Zoetrope: How old were you when you started?

Sheehan: I was twenty-three when I started in the animation business. I was twenty-five or twenty-six before I was put under contract as an animator, and got to move the characters around. I began by painting cels, and fortunately, this was only a two week experience for me. I was promoted to tracing almost immediately. I did spend a great deal of time in the tracing department, mostly because I wasn't too keen about staying in animation. At that time, the lower jobs didn't pay well. If it wasn't for another job I had moonlighting, I wouldn't have been able to live on that amount of money. I painted posters for a YMCA in Brooklyn for my room.

Zoetrope: How did they go about training you at things such as inbetweening?

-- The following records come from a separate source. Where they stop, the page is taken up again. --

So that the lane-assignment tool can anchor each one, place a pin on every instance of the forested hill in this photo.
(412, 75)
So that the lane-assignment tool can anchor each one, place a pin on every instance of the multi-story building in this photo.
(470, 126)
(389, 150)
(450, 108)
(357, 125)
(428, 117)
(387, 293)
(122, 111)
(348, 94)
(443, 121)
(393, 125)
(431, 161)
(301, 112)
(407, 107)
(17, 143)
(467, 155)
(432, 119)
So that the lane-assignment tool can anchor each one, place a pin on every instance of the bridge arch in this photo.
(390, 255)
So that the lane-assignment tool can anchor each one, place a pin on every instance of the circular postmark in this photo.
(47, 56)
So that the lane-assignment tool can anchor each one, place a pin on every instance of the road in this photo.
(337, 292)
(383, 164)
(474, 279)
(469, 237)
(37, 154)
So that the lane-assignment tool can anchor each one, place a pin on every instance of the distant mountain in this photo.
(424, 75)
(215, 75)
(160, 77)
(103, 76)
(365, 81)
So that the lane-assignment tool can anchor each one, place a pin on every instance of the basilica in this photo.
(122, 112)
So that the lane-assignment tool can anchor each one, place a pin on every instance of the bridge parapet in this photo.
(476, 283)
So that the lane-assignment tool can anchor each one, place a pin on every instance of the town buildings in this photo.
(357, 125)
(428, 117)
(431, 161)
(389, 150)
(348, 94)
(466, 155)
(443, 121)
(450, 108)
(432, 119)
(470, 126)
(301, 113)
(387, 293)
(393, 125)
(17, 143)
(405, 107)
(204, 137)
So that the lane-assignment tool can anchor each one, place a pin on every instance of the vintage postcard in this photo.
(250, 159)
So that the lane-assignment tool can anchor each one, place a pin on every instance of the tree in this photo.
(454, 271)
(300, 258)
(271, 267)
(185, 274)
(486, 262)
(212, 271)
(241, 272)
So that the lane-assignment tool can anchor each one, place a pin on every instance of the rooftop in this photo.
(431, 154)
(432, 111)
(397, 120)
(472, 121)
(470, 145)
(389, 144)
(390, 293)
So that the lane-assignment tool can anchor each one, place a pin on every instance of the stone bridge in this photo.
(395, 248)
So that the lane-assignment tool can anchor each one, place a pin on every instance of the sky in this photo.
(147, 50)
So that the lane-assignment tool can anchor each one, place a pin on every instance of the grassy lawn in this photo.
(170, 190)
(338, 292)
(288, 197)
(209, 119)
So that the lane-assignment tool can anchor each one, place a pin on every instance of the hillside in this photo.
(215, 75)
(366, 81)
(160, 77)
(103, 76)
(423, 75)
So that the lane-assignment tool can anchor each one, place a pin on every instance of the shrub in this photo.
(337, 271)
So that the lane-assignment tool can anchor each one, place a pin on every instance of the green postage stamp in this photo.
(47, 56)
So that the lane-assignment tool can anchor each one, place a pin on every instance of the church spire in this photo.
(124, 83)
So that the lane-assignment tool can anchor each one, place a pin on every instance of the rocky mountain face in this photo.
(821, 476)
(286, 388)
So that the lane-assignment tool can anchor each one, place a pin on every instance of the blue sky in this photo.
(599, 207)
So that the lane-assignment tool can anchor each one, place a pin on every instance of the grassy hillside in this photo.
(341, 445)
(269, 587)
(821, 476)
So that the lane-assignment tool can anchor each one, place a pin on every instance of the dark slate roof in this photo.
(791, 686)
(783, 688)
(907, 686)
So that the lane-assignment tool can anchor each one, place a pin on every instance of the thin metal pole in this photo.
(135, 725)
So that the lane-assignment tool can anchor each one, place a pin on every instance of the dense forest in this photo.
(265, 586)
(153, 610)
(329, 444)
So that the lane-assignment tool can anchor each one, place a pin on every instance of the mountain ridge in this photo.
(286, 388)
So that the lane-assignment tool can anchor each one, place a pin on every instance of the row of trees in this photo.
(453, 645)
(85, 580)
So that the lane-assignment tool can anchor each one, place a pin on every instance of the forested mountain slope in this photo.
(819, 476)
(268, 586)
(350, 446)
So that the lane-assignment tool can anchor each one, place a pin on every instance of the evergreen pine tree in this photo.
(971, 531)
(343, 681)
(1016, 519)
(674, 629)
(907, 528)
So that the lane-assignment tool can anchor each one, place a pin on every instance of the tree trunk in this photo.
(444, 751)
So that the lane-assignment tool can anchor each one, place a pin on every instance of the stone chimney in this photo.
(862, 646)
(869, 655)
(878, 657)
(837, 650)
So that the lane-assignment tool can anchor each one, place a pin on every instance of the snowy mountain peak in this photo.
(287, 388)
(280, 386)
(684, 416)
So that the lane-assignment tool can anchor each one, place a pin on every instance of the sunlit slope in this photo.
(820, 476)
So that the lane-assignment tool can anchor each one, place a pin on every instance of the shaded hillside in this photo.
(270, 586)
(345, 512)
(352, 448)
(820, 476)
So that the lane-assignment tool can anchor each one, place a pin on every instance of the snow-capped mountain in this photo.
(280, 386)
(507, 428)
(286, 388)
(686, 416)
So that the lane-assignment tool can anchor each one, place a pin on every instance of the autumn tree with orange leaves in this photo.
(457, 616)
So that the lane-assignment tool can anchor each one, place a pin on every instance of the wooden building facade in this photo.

Sheehan: You had to practice inbetweening on your own time, bring in samples, and show them to the head of the inbetweening department. It happened that it was a woman [Edith Vernick] in charge of the department in those days. Once she felt that you were acquiring a certain amount of skill in inbetweening, you would be promoted to that department when the next vacancy occurred. Once in the inbetween department you couldn't help but learn, because you were handling experienced animators' extremes all the time. You were flipping drawings constantly. We hardly ever used moviolas in those days, in fact I don't believe we used moviolas until we did our first feature, Gulliver's Travels. An animator judged his timing and the effect of his action, by flipping the drawings. Holding them in one hand, and flipping with the other; like a flip-book. By flipping the scenes that came into the department from the animators one couldn't help but learn something about animation techniques. Most of us would try to animate something of the same type of action for practice. In inbetweening you learned to work from exposure sheets. You didn't fill them out, but you studied them to learn how drawings were combined and timed.

Every Friday afternoon the Fleischers would screen a picture that was just finished. This could be a Screen Song or Betty Boop or Popeye; whatever happened to be coming through that week, and the whole studio would get to see it. Not all at one time, because I think there were one hundred to one hundred and twenty-five people working in the studio at that time. The first in would be the executives and the head animators, then the animators and inbetweeners, finally the opaquers and inkers. But you would get to view the films, and observe scenes you had worked on.

Zoetrope: You spoke earlier of flipping the drawings to get a feeling for the action. Where there any type of pencil tests done?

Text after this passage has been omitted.